La tejedora detiene el repiqueteo de las agujas y observa. Un punto corre hileras abajo hasta la cintura, lentamente lo va atrapando entre los hilos ya tejidos. Es como si el punto se sublevara y decreciera o saliera de su entorno. Porque el punto no quiere ser uno más, quiere dejar una huella, una señal de escape, confundido entre los múltiples huecos. No quiere cumplir su misión de punto.
Ella sonríe feliz, diosa creando universos, organizando huecos y puntos y cumpliendo su destino. Puntos y huecos seres vivientes, multitud de seres pendiendo en sus dos agujas, la vida, la muerte. Creciendo, decreciendo, intentando el suicidio, abriendo brechas.

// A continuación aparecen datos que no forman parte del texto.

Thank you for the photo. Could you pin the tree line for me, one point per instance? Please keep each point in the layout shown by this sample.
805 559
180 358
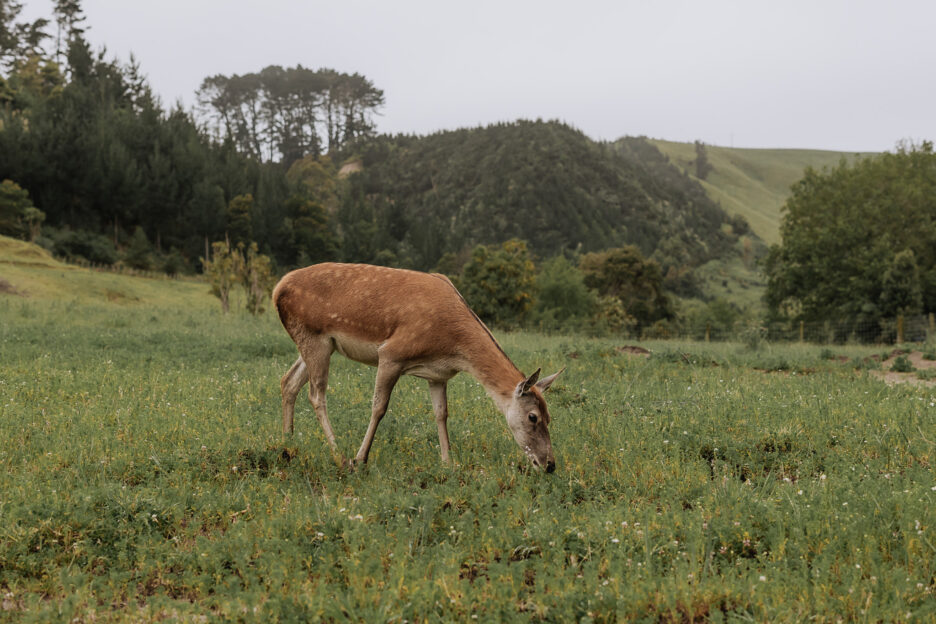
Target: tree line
858 243
284 163
286 114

Sólo ella decide el destino de sus criaturas, transforma la materia en objeto, en trama cálida, abrigada y florida. El hilo infinito, lineal, absoluto, en objeto finito, maleable, concreto. Transformado entre sus manos en una red de enigmas, de figuras. Dibuja sus deseos, altera el tiempo lo atrapa como a una mosca.

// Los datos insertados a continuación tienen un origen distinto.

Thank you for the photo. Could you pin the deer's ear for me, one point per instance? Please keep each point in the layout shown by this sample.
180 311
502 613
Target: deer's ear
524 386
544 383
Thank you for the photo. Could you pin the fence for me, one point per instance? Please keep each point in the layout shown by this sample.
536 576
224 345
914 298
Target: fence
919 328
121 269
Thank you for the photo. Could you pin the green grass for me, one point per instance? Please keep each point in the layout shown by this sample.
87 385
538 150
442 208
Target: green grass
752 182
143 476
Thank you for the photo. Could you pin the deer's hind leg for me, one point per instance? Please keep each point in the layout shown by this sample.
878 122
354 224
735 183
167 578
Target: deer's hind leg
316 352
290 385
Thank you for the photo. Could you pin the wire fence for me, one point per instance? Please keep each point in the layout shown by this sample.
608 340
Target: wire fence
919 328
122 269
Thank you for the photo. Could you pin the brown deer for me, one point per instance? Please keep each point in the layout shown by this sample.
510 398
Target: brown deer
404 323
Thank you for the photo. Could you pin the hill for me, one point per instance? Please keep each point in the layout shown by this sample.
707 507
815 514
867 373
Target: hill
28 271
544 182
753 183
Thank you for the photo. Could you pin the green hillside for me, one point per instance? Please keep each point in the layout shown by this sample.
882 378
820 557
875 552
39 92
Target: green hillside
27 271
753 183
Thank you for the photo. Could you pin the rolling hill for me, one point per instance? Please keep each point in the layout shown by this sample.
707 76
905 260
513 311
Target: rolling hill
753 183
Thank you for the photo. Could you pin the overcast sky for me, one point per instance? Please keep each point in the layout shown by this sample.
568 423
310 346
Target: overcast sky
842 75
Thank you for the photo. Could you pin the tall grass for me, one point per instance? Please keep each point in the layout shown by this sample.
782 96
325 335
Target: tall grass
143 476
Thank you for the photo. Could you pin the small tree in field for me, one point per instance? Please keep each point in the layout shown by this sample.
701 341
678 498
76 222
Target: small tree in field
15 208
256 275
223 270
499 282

La mujer deja el tejido sobre el sillón y el mundo se detiene. Casi en extinción el ovillo agazapado. La muerte del hilo cobra vida en el tejido. Destejer es volver a la muerte, evocar un origen donde el hilo era ovillo y mucho antes madeja y mucho antes oveja. Oveja mansa pastando en la pradera. En un principio, animal. Ella doblega la animalidad del hilo, su instinto.
Le recuerda a una piedra que fue árbol, un trozo de árbol petrificado. Y se ve a sí misma convertida en un insecto, caminando por las vastas extensiones del tejido, creando una telaraña fantasmal en el rincón más oscuro de la casa.
Una anciana vestida de negro desde aquel rincón hila un cordón blanco, pegajoso y cubre su cuerpo desnudo y ceniciento con la mortaja transparente. Sus manos se mueven desesperadas tratando de romper la túnica. Mira la rueca, el sol crea los contornos de una sombra enorme proyectada ahora contra la esquina del techo.
Ese día la mujer abandona el tejido, el borde del escote queda quebrado en una hilera de puntos inconclusos, huecos desparejos suspendidos en las agujas metálicas. Con amoroso cuidado lo dobla y guarda junto con el ovillo de lana en una bolsa de plástico y los mete en el cajón como quien concluye las últimas páginas de una novela.